Secara singkat, kata politik kemudian terkait dengan keragaman kepentingan, konflik, dan kekuasaan yang tak terelakkan. Adanya kepentingan tersebut disebabkan bahwa dalam masyarakat terdapat susunan individu-individu dan kelompok-kelompok sosial yang memiliki latar belakang berbeda (Firmanzah, 2007). Politik secara mutlak juga menjadikan seseorang memiliki wewenang dalam mengatur roda pemerintahan dan menetapkan kebijakan berdasarkan legitimasi rakyat. 

Namun jika kekuasaan dan kewenangan tersebut dinilai tidak berjalan sebagaimana mestinya, seperti penyalagunaan kekuasaan dan kewenangan untuk melakukan korupsi, kebijakan dinilai tidak pro rakyat dan sebagainya, maka hal tersebut akan memunculkan reaksi dari berbagai kalangan, terutama mahasiswa. Hal ini tidak terlepas dengan makna dari kata mahasiswa itu sendiri. Maha berarti yang tertinggi, dan siswa berarti pelajar. Dengan demikian, mahasiswa dapat dikatakan sebagai tingkat tertinggi dalam struktur pelajar yang otomatis juga akan mengemban tanggungjawab besar dalam menentukan arah bangsa ini akan dibawa kemana nantinya, termasuk dalam hal menyangkut ranah politik.

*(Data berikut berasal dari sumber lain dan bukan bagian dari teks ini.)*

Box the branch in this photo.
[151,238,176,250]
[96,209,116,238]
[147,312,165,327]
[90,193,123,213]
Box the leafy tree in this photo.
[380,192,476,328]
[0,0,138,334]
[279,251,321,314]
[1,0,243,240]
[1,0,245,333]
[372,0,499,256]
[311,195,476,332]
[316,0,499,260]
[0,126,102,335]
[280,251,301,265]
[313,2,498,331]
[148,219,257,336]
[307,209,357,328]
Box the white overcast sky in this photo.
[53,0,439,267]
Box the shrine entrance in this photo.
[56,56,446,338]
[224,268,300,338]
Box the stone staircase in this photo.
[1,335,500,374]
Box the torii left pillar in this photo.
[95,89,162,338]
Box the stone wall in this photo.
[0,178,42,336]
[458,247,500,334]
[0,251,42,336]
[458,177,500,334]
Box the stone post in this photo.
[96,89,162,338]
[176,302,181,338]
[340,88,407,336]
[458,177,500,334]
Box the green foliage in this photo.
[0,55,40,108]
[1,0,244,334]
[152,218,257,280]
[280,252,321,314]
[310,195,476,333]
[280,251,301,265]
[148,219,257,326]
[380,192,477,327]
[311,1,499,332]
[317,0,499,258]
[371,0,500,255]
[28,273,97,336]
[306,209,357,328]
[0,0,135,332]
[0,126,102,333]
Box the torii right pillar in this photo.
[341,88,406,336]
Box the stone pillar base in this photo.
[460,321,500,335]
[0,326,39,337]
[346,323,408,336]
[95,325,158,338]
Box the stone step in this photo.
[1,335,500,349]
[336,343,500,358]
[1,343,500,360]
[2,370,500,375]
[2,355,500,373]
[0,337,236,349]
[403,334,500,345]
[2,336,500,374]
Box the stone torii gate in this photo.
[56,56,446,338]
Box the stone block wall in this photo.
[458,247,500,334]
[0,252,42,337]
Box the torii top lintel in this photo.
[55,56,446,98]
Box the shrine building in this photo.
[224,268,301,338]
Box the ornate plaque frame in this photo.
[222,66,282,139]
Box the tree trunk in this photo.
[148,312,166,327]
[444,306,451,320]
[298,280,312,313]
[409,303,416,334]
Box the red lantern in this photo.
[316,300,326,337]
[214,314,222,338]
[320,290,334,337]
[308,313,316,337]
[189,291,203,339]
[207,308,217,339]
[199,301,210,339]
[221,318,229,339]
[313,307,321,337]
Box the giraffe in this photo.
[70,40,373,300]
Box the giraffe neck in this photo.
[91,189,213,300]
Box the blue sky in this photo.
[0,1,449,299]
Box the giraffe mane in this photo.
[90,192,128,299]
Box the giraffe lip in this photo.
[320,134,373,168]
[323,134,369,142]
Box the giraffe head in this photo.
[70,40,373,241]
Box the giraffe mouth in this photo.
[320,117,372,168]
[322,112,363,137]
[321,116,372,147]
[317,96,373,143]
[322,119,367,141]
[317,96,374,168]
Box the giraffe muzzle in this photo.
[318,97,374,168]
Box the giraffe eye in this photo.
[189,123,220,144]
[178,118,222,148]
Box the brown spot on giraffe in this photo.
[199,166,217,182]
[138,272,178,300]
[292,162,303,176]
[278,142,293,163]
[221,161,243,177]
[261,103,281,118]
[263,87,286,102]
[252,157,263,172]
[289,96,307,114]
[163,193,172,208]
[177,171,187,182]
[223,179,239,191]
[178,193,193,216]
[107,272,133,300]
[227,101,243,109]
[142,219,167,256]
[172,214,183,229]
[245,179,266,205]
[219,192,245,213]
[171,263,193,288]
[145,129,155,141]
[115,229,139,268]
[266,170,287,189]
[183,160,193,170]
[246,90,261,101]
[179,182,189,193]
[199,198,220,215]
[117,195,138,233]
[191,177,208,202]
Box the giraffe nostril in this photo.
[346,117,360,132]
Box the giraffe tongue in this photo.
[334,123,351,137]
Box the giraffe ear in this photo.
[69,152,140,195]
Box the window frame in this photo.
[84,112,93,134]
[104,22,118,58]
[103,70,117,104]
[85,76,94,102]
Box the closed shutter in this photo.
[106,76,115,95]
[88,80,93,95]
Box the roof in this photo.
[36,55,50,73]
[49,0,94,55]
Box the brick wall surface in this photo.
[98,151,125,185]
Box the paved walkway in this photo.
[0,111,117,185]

Mahasiswa mengemban tanggungjawab akan hal tersebut didukung dengan bentuk negara Indonesia yang merupakan negara demokrasi. Seperti yang kita tahu, bahwa demokrasi menempatkan rakyat dalam posisi tertinggi pengambil keputusan melalui wakil-wakil mereka dalam pemerintahan. Samuddin dalam Bawazir (2015: 78) menyatakan bahwa kedaulatan tertinggi dalam suatu negara demokrasi ada di tangan rakyat, dan rakyat memiliki hak, suara dan kesempatan yang sama dalam mengatur kebijakan pemerintah. Artinya, rakyat memiliki peran dalam pengambilan keputusan yang dapat mengubah hidup mereka. 


Hal ini dikarenakan setiap manusia memiliki Hak Asasi Manusia yang sebenarnya melekat sejak manusia masih dalam kandungan hingga ia meninggal. Oleh sebab itu, Hak Asasi Manusia menjadi bagian dan disebutkan dalam Undang-undang Dasar 1945 pasal 28 mengenai hak-hak setiap orang. 

Salah satunya hak kebebasan berpendapat yang tertuang pada pasal 28E ayat 3 berbunyi bahwa, “Setiap orang berhak atas kebebasan berserikat, berkumpul, dan mengeluarkan pendapat”. Dengan hak kebebasan berpendapat tersebut, mahasiswa sebagai penyambung lidah rakyat yang berfungsi sebagai agen perubahan, pengendali keadaan sosial, generasi penerus bangsa serta penjaga gerakan moral, berhak ikut menyampaikan pendapat mereka.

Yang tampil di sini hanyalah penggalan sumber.